Background: Atrial fibrillation (AF) is a major risk factor for stroke and death conferring a 5-fold risk of stroke compared to patients without AF. The appropriate and timely anticoagulant therapy of patients at risk with vitamin K antagonist (VKA) or non-vitamin K-oral anticoagulants (NOACs) is one of the core principles of AF management. As factor Xa inhibitor marketed for stroke prevention in patients with non-valvular AF, edoxaban has shown to be at least as effective and safe as the VKA warfarin in pivotal trials. However, phenprocoumon is the predominant VKA in clinical practice in Germany and comparative data in terms of effectiveness and safety for edoxaban versus phenprocoumon are scarce.

Objectives: The purpose of this study was to evaluate the suspected clinical advantages of edoxaban versus phenprocoumon in non-valvular AF patients in a German real-world setting.

Methods: The study was conducted as a non-interventional retrospective new-user cohort study using longitudinal German Statuary Health Insurance claims data of the Institute for Applied Health Research Berlin (InGef) from January 1^st, 2014 through June 30^th, 2019. The research database comprises anonymized healthcare claims of about four million insured persons. Continuous enrolment for 12 months before anticoagulant initiation was required to assess baseline characteristics. New users of edoxaban and phenprocoumon were compared to assess the risk for stroke/systemic embolism (SSE), all strokes (AS), ischemic stroke (IS), hemorrhagic stroke (HS) and all-cause mortality (effectiveness events), as well as major bleedings (MB), intracranial bleedings (ICB), gastrointestinal bleedings (GIB) and any bleedings (AB) (safety events) in non-valvular AF patients. Hazard ratios (HR) were estimated through multiple outcome-specific cox proportional hazard regression models adjusting for differences in baseline characteristics. As sensitivity analysis, a propensity score matching was performed.

Results: Between January 1^st, 2015 and December 31^st, 2018, a total of 7,975 vs 13,319 patients newly initiated treatment with edoxaban vs phenprocoumon. After adjusting for baseline confounders, edoxaban revealed a numerically lower risk of SSE (HR: 0.85, 95% CI: 0.70–1.02, p = 0.087) and AS (HR: 0.87, 95% CI: 0.71–1.06, p = 0.177) compared with phenprocoumon without reaching statistical significance. Edoxaban was associated with significantly lower risk for HS (HR: 0.52, 95% CI: 0.33–0.83, p = 0.006), MB (HR: 0.69, 95% CI: 0.58–0.81, p < 0.001), ICB (HR: 0.48, 95% CI: 0.35–0.67, p < 0.001) and AB (HR: 0.79, 95% CI: 0.73–0.86, p < 0.001) than phenprocoumon. The risk for GIB was numerically but not statistically higher for edoxaban (HR: 1.11, 95% CI: 0.95–1.29, p = 0.176) while the risks of IS (HR: 0.99, 95% CI: 0.80–1.24, p = 0.964) and all-cause mortality (HR: 1.00, 95% CI: 0.91–1.11, p = 0.924) were similar between the treatment groups. Results were consistent in analysis using propensity score matching.

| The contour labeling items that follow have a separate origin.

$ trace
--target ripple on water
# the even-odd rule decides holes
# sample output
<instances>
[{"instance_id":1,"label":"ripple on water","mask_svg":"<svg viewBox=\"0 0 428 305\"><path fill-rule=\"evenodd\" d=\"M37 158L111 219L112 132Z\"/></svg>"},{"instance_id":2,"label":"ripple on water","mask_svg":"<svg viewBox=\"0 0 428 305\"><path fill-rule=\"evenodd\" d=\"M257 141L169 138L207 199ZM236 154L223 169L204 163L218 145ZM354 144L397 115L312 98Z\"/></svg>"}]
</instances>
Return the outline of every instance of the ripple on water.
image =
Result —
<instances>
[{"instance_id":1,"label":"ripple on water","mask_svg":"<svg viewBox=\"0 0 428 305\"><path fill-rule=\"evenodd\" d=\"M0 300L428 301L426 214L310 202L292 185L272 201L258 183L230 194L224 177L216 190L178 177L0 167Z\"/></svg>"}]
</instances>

Conclusion: The results of this real-world analysis indicated better effectiveness and safety outcomes in patients with non-valvular AF initiating edoxaban treatment compared to phenprocoumon. The findings are largely consistent with the results of comparable real-world studies and confirm the findings of the pivotal trial (ENGAGE AF-TIMI 48) in a German real-world population.